Segundo ele, o fato se passou em Surucucu. Embora Bolsonaro não explique,
trata-se de uma das principais comunidades da Terra Indígena Yanomami. Equipada
com uma boa pista de pouso asfaltada, a comunidade costuma receber comitivas de
autoridades vindas de Brasília, o que parece ter sido o caso relatado por
Bolsonaro.
Ele diz que em
certo ponto da visita notou uma movimentação de indígenas carregando bananas e
um indígena “palitando os dentes” e, por isso, ele quis saber o que estava
acontecendo. “O que aconteceu? [Alguém respondeu] ‘Morreu um índio e ele tão cozinhando.’

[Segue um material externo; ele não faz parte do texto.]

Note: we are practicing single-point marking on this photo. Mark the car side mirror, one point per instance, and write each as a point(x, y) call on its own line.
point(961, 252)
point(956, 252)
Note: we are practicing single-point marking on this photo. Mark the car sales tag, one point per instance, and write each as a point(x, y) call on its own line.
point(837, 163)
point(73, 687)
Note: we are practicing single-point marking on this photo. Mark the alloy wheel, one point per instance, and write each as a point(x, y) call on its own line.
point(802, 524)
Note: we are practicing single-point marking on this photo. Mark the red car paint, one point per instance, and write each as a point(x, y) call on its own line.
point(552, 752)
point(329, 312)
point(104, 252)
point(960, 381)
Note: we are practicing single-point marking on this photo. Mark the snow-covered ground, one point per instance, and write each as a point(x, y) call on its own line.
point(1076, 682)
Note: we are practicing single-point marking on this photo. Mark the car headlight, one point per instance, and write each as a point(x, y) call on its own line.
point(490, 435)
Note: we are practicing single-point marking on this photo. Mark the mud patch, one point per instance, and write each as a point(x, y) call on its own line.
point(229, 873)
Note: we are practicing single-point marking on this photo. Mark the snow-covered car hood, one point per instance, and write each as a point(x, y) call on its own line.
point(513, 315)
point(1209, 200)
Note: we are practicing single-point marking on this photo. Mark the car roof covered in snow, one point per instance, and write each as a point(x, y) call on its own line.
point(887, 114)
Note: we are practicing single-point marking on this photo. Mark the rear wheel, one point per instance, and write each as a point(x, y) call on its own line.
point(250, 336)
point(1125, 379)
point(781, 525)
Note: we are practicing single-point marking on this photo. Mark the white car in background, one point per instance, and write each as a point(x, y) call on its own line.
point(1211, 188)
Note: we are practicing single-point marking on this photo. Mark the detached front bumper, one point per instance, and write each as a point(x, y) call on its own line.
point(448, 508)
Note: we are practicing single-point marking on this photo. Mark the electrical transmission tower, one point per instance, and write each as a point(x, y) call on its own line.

Eles cozinham o índio, é a cultura deles. O corpo”, disse Bolsonaro.
O jornalista
manifestou descrença: “Mas não é para comer…”. “É pra comer”, reiterou
Bolsonaro. Ele explica como seria: “Cozinha por dois, três dias, e come com
banana. E daí eu queria ver o índio sendo cozinhado. Daí o cara: ‘Se for, tem
que comer’. Aí falei ‘Eu como’. Daí a comitiva, ninguém quis ir. ‘Vamo comigo
lá’. Ninguém quis ir. Daí como a comitiva não quis ir, que tinha que comer o
índio, eu, não queriam me levar sozinho lá. Aí não fui. Senão eu comeria o
índio sem problema nenhum. É a cultura deles. E eu me submeti àquilo,
talquei?”.
Para Junior Hekurari, que vive em Surucucu, toda a história contada por Bolsonaro no vídeo “é mentira”. “É sem cabeça, eu fiquei muito chateado. Coloca aí na sua matéria: ‘Presidente candidato mentiroso’.”